I-Style: 2004 in the Usa

Ice has published data (American Department of Trade) on trading between Italy and the Usa in 2004 and details of the trend in the I-Style home/furnishing and fashion segment.

In 2004, the American balance of trade was still negative (over 650 billion dollars) and had increased by about 22 percentage points compared to 2003. This was mainly due to a 17% increase in American imports: a run on private consumption and the growth of corporate investments in technology have added to the weight of the balance of trade; moreover, devaluation against the euro has not yet had the effect of containing buying from abroad which the US government hoped for.

A closer look at the US's major suppliers (Canada, China, Mexico, Japan, Germany, United Kingdom, South Korea, Taiwan, France, Malaysia and Italy) show that they have all had considerable increases (China +29%, Germany +13.4%, Canada 15.5%, Italy +10.5%, United Kingdom 8.4%, South Korea +24%, Mexico +12.9%). It should be pointed out that, in order to make a more correct analysis of trading with euro-zone countries, the effects of the exchange rate have been taken into account; compared to 2003, the European currency appreciated by 10% against the dollar in 2004.

But in 2004, overall trading with Italy can be evaluated in two ways. American imports from Italy increased by 10.5% compared to 2003, however, after some considerable time, Italy's market share of total US imports has fallen below the 2% threshold.

Despite these aspects linked to Italy's loss of competitiveness at global level, the I-Style macro-segment, which alone represents 31.3% of Italian exports to the US, gave a significant performance in 2004 which is worthy of note. It also demonstrates that the clamorous drop in Italian exports has not taken place as many people feared, although there are subtle distinctions within individual home/furnishing and fashion sectors.

The 'home/furnishing' segment (furniture, marble, tiles, faucets, lighting, fixtures, household linen) represents 9.9% of the total exported from Italy to the United States. Compared to 2003, lighting (+5%), ceramic tiles (+8,3%) and household linen (+15.9%) achieved excellent results in 2004 . On the other hand, the trend in the furniture sector was very negative and the falloff was over 10 percentage points compared to 2003.

The 'fashion' segment (clothing, footwear, cosmetics/perfumes, yarns/fabrics, goldsmiths/jewelry, eyewear, leather articles, furs) represents 21.4% of all Italian exports to the US, with a value in 2004 of over 6 billion dollars.It is undeniable that, overall, this is the segment that has been more affected by the weak dollar (the share of total exports from Italy to the US and the share of total American imports from other countries is in fact falling), but the discordant trends of the different segments which characterize it are to be underscored.
The considerable downturn in goldsmiths/jewelry continues and stands at over 16% compared to 2003; clothing (+1.14%), footwear (+0.5%) and furs (+2.57%) show very slight percentage increases in dollars.
Compared to 2003, positive two-figure signs come from cosmetics and perfumes (+35.64%), yarns and fabrics (+15.43%), eyewear (+11.12%) and leather articles (+10.73%).In particular, driven by the entire I-Style segment, the Italian cosmetics, perfumes and eyewear sectors have been confirmed as being the most dynamic on the American market in 2004. For eyewear, with the decisive internal back up of the trend in the sunglasses segment, the result is more than significant for what has always been the first reference market for Italian exports of eyewear.

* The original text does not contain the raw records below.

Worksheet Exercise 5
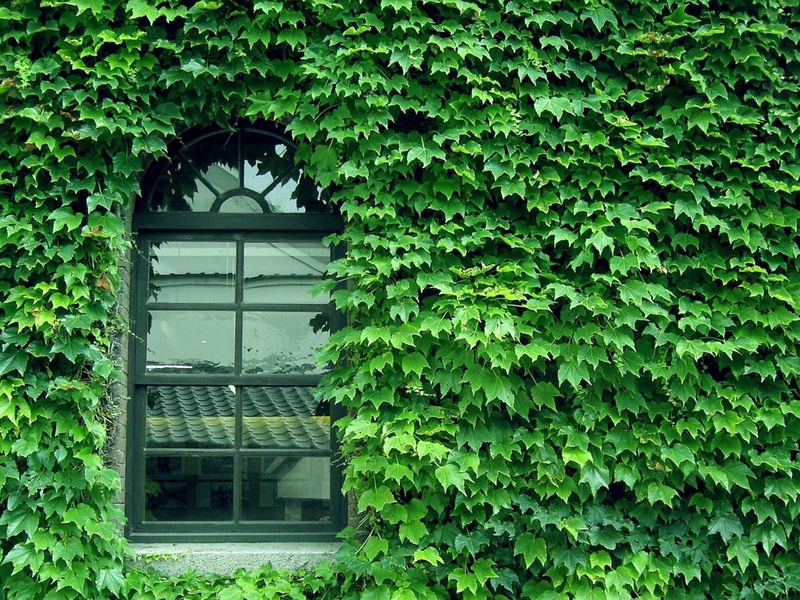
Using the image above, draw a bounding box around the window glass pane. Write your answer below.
[148,241,236,303]
[147,310,234,375]
[242,312,328,375]
[242,456,331,521]
[145,386,236,448]
[144,456,233,521]
[244,242,331,304]
[244,139,300,193]
[219,196,264,214]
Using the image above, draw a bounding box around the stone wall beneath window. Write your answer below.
[132,542,340,575]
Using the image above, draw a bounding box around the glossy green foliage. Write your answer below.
[0,0,800,600]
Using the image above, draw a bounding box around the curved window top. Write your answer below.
[137,127,331,214]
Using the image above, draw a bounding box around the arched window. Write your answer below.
[126,126,344,541]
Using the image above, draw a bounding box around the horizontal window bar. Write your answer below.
[144,448,331,458]
[133,212,344,233]
[133,372,323,387]
[147,302,330,312]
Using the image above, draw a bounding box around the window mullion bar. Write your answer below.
[234,240,244,375]
[233,241,244,523]
[233,385,244,523]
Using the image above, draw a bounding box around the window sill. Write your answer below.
[131,542,340,575]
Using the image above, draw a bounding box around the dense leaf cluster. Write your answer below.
[0,0,800,600]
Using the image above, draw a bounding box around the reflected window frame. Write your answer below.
[125,124,347,542]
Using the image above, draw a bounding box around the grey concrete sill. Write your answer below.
[131,542,340,575]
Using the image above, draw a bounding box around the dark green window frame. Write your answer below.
[126,128,347,542]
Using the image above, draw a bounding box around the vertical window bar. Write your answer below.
[233,385,242,523]
[233,240,244,375]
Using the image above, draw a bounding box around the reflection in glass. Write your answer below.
[147,310,234,374]
[242,417,331,450]
[242,386,322,417]
[145,386,236,448]
[149,241,236,303]
[242,312,328,374]
[242,456,331,521]
[144,456,233,521]
[244,242,330,304]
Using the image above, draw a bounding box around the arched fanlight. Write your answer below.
[137,127,331,214]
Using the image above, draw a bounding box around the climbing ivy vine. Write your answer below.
[0,0,800,600]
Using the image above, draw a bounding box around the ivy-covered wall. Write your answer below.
[0,0,800,600]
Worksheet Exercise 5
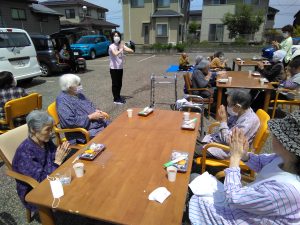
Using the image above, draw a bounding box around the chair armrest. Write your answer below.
[6,169,39,188]
[54,127,90,142]
[215,171,255,183]
[208,122,221,134]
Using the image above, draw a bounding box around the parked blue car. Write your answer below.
[71,35,110,59]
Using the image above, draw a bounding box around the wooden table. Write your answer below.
[232,59,270,71]
[217,71,274,112]
[26,109,200,225]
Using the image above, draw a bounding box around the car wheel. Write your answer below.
[90,50,96,59]
[40,63,50,77]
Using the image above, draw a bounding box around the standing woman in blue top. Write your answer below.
[108,31,133,104]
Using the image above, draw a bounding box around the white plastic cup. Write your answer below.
[127,109,133,118]
[183,112,190,121]
[73,163,84,177]
[167,166,177,182]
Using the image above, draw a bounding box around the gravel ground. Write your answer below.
[0,50,271,225]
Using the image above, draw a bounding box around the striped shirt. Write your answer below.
[189,154,300,225]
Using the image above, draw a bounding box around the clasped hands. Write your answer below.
[229,128,249,167]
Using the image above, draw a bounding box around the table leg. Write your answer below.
[39,207,55,225]
[216,87,223,118]
[264,90,272,112]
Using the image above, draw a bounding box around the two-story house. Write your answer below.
[41,0,119,34]
[0,0,62,34]
[200,0,269,42]
[122,0,190,44]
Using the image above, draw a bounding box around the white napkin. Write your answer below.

The months that follow will be important for understanding the trend for 2005. In particular, they will verify forecasts by the Economist Intelligence Unit (EIU) and by certain American investment banks, according to which the dollar/euro exchange rate should be around 1.39 dollars to the euro in 2005 and 1.40 in 2006; forecasts that could mean a further decline in Italian competitiveness.